Houston Chronicle

Texas GOP bringing its battle to the Alamo

Long-overdue redesign of state’s most hallowed ground is much too important to be enmeshed in party politics

- By John Daniel Davidson

San Antonio is celebratin­g its 300th anniversar­y this year, so it’s altogether fitting that the city and the nonprofit Alamo Endowment and General Land Office released plans last week for a long overdue $450 million renovation and redesign of the Alamo.

A redesign is long overdue. Anyone who’s visited the Alamo in recent years knows that the site is a disgrace. This is supposed to be the most hallowed ground in Texas, a sacred shrine to honor the Texas Revolution and those who heroically died for it.

And yet Alamo Plaza, where much of the original 1836 compound once stood, is surrounded by noisy downtown traffic. Garish tourist dives like Tomb Rider 3D and Ripley’s Haunted Adventure line the west side of the plaza, and political protests and unrelated events are often staged right in front of the chapel, on what should be hallowed ground.

What’s more, in the Alamo’s current state it’s impossible to get a sense of the actual battlefiel­d and the scale of the siege. The footprint of the original mission is undecipher­able, and the grounds surroundin­g the chapel and the long barracks evoke nothing of the sacrifice and valor that makes the place sacred.

Since 1905, the site has been managed by the Daughters of the Republic of Texas. To their credit, when the DRT took over management the chapel was more or less crumbling. At first, the DRT did much to preserve and restore the buildings and persuade the state to purchase adjacent land for a memorial park.

But custodians­hip of the Alamo has been mired in controvers­y ever since. In 2010, the Texas Attorney General launched an investigat­ion into the DRT’s management of the Alamo, and a year later the state Legislatur­e transferre­d custodians­hip to the Texas General Land Office.

When George P. Bush ran for commission­er of the land office in 2014, he made fixing the Alamo a centerpiec­e of his campaign. During his first year in office, he began the ambitious process of redesignin­g and restoring the site to its original dimensions, with the aim of transformi­ng the place into a landmark historical site.

Almost immediatel­y, he was attacked for it — strangely enough, from the right. The conservati­ve grassroots group Empower Texans joined with former Land Commission­er Jerry Patterson in condemning Bush’s plans. Patterson was so irked about it that he and two other Republican­s challenged Bush in the recent GOP primary (he earned less than 30 percent of the vote; Bush won the primary with more than 58 percent).

Patterson reserved most of his indignatio­n over plans to move the cenotaph, a 60foot marble and granite column to the Alamo dead erected on the centenary of the battle. Moving the monument for any reason, they said, would minimize it. Patterson and conservati­ve activists even staged a “Save the Alamo Cenotaph” rally at the site last October.

It was a curious issue to rally around. The initial proposal was to move the cenotaph to the location of one of the original funeral pyres, where the Mexican Army stacked the bodies of the Alamo’s defenders after the battle and set fire to them. According to the land office’s proposal, moving the cenotaph would not only honor the dead by serving as a kind of mass tombstone, it would open up the historic core of the Alamo, allowing the entire site to function as a living history museum and square.

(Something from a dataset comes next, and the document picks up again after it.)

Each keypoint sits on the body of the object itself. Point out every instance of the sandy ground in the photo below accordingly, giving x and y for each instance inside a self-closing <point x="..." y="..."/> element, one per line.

Another criticism of the redesign, leveled by Michael Quinn Sullivan of Empower Texans, centered around fears that expanding the site and re-imagining the plaza was merely a pretext for imposing upon the Alamo a “politicall­y correct” spin that would minimize the 1836 battle while highlighti­ng the pre-Alamo history of the site instead.

But the outrage on display over the Alamo redesign is out of proportion with what the land office has proposed. Moving the cenotaph to its own space within the same line of sight as the chapel and opening up the original battlefiel­d — including an excellent plan to preserve and display the original battle wall footings under glass — are improvemen­ts to the Alamo that are long overdue.

One suspects the real reason Patterson and Empower Texans have objected to the redesign has little to do with the particular­s of the Alamo as such and much to do with intraparty squabbling among Texas Republican­s. Put bluntly, conservati­ve groups like Empower Texans think Bush is insufficie­ntly conservati­ve — a RINO like outgoing House Speaker Joe Straus, who has long been a thorn in the side of Sullivan and other conservati­ves.

But the Alamo is too important to get sucked into the never-ending civil war of Texas Republican politics. The plan put forward last week by the Texas General Land Office is the best chance we have to restore a measure of dignity and solemnity to the Alamo and properly honor those who died to make Texas free.

Davidson is a senior correspond­ent for “The Federalist.” He lives in Austin.